Er konnte als Fotograf Fuß fassen in Hohenlohe, machte Projekte für IBM, den Schraubenkönig Würth, den Schweinepionier Bühler. Seine Frau zog die beiden Mädchen groß und arbeitete als Künstlerin. Die Kinder leben inzwischen in der Stadt. Aber so ländlich aufzuwachsen, das erdet für immer.

Die Reise des Lebens ist oft hart für die einsamen Seelen unter uns. Und manchmal kommen sie nicht umhin, etwas von dieser Härte in sich aufzunehmen. Aber da ist auch die Zärtlichkeit, mit der Gottfried jeden Morgen die Zöpfe seiner Schwester richtet, weil Kathe ja Arthrose hat. Und wie liebevoll Pauline zu ihren Katzen ist! Schwester Marie, die Grundgütige.

Die Winterberger Fotomodels müssen kein Close-up scheuen. Sie können kein Catwalking, machen kein Posing, brauchen keine High Fashion, sie sind auch so schön. In ihren Gesichtern liegt immer auch Verwunderung, dass sich jemand ausgerechnet für sie interessiert. Geschmeichelt fühlen sie sich doch.

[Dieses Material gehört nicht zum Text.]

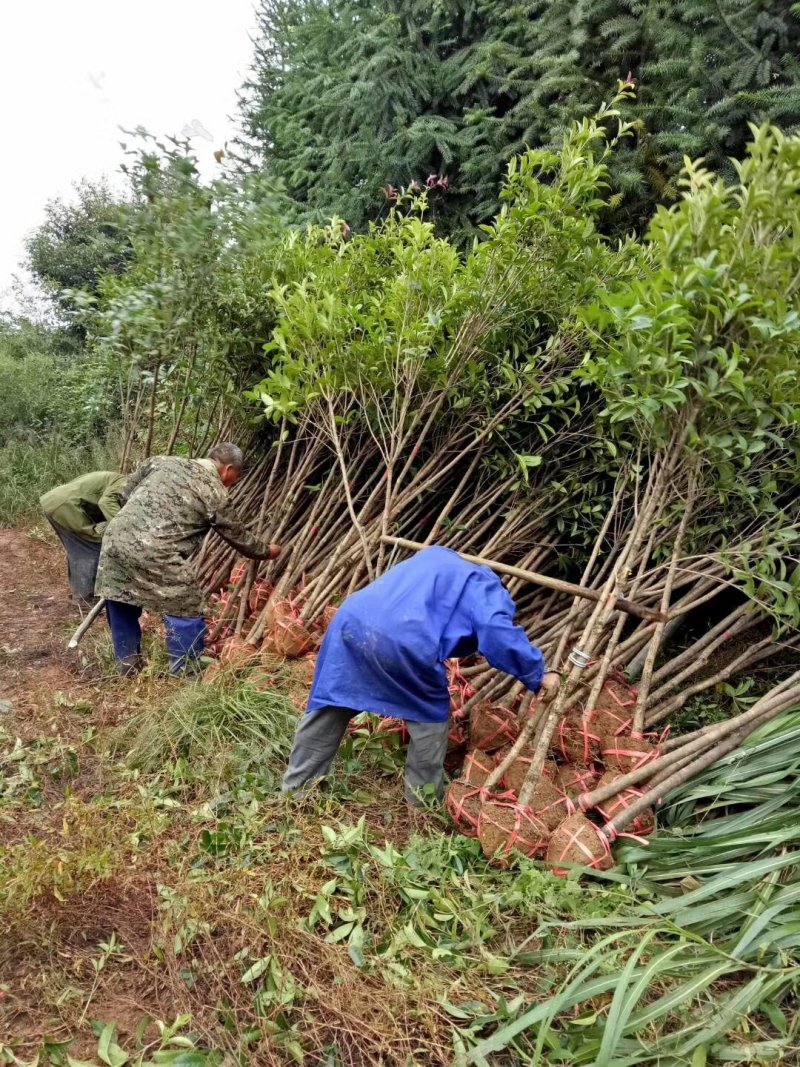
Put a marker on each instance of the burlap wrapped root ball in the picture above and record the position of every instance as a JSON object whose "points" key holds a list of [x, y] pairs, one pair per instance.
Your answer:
{"points": [[643, 824], [576, 741], [505, 827], [624, 753], [516, 773], [550, 803], [575, 778], [463, 803], [491, 727], [578, 841], [287, 635], [613, 710], [477, 767]]}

Line Hilpert lebt, als Roland Bauer sie fotografiert, in ihrem seit 150 Jahren unveränderten Bauernhäuschen unweit von Winterberg. In der Stube der gusseiserne Turmofen, in der Küche der steinerne Herd, der Boden mit dicken Sandsteinplatten ausgelegt. Strom hat sie keinen. Wasser kann sie auf dem Friedhof gegenüber holen. Wenn es dunkel wird, geht sie ins Bett, wenn es hell wird, steht sie auf. Zwei Kilometer entfernt hat sie ein schmales Äckerchen, auf dem sie Kartoffeln und etwas Gemüse anbaut.

Line Hilpert zog ihre Kraft aus einem starken Gottesglauben

Schon als Zehnjährige versorgte sie die gichtkranke Mutter. Später ging sie mit ihrem Bruder in den Dienst, er als Knecht, sie als Magd. Jeden Pfennig legte sie auf die hohe Kante. Dann kam der Bruder unter den Heuwagen und musste mit kaputten Beinen ins Krankenhaus. Der Bauer hatte ihn nicht versichert. So war das Ersparte schnell aufgebraucht. Beim Vorbeigehen hört Roland Bauer sie oft im Haus leise singen. „Ich glaube, sie zog ihre Kraft aus einem starken Glauben.“

Der größte und höchst gelegene Hof in Winterberg ist das Zuhause von Pauline Schmied. Ihr Mann war früher Ortschaftsrat. Sie konnten keine Kinder bekommen, so adoptierten sie einen Buben vom Heim. Später als Witwe leidet sie darunter, dass der schöne Hof immer mehr verfällt. Und das Verhältnis mit dem Sohn, so erzählt man sich, soll sehr konfliktgeladen sein. Schließlich läuft sie davon. Der Pfarrer vermittelt ihr einen Platz im evangelischen Altersheim von Kirchberg. Pauline Schmied soll dort einen alles in allem zufriedenen Lebensabend verbracht haben.

Die Ausstellung „Alte Bäuerinnen in Hohenlohe“ läuft noch bis 15. November im Freilandmuseum Wackershofen. Vor Ort ist auch ein Bildband mit den Fotografien von Roland Bauer erhältlich.